Les compacts discs, les billets de cent francs, la cassette dans la voiture, il y a quelques indices que ce livre a été écrit au siècle passé, en 1997 pour être précis. Et pourtant, même si le téléphone portable s’appelait Itinéris, même si les dossiers étaient encore constitués de sous-chemises en papier, cette œuvre est étrangement actuelle et moderne. La raison en est probablement que le personnage principal n’a plus grand chose à foutre de ce monde qui nous entoure. Le roman débute alors qu’il est commissaire de nuit et il déroule le fil de ses pensées, de ses aventures, de ses douleurs, femmes, histoires, un mot après l’autre, une phrase après l’autre, un chapitre après l’autre.

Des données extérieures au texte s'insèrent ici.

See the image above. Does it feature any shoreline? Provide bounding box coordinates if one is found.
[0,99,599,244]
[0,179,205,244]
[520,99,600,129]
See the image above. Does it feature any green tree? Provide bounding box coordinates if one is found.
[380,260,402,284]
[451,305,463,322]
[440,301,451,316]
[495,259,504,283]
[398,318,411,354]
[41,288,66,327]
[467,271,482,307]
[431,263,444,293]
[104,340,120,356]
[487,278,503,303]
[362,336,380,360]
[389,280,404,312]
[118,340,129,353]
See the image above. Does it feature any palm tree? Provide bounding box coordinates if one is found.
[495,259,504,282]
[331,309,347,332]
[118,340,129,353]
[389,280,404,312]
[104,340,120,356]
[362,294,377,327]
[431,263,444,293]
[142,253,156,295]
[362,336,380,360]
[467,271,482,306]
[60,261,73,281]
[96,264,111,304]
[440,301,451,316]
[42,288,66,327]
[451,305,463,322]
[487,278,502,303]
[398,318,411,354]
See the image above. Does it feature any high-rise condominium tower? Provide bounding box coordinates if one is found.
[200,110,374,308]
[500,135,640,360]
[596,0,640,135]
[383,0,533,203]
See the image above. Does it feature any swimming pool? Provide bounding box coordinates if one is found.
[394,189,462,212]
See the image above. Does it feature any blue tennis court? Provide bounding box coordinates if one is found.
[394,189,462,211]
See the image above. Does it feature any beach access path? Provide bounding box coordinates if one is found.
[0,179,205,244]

« Il a fallu ouvrir chaque bâche, examiner chaque corps, fouiller les vêtements, qu’ils soient intacts ou en lambeaux et même empesés de sang, enlever bagues et bracelets, vider le contenu des poches. […] Du sang, oui, beaucoup de sang, des lambeaux de chair, des os brisés d’où s’échappait de la substance médullaire. Des membres déchiquetés, tordus, des moignons sanglants ou calcinés. […] »
Peut-être l’argot n’est-il plus à jour, certainement que les procédures de police ont évolué, mais voilà un flic qui pense à l’imparfait du subjonctif, avec un rythme, un vocabulaire, une cadence, un lyrisme, une poésie qui semblent avoir fait de l’auteur un Chevalier des Arts et des Lettres.

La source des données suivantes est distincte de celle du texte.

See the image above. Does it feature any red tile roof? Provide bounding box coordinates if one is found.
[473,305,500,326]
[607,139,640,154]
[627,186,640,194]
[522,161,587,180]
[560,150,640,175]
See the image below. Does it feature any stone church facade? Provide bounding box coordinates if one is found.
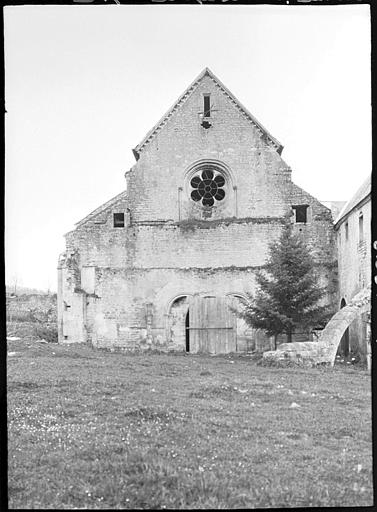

L’histoire en elle-même ne présente d’intérêt qu’à la marge. Ses collègues, ses erreurs, ses femmes ne sont que des excuses pour démontrer un cynisme sec, rauque, une détestation de la vie et des autres, d’un bout à l’autre, jusqu’à la dernière phrase. Avec beaucoup d’émotions qui semblent passées par un crible mécanique, froid et sans complaisance.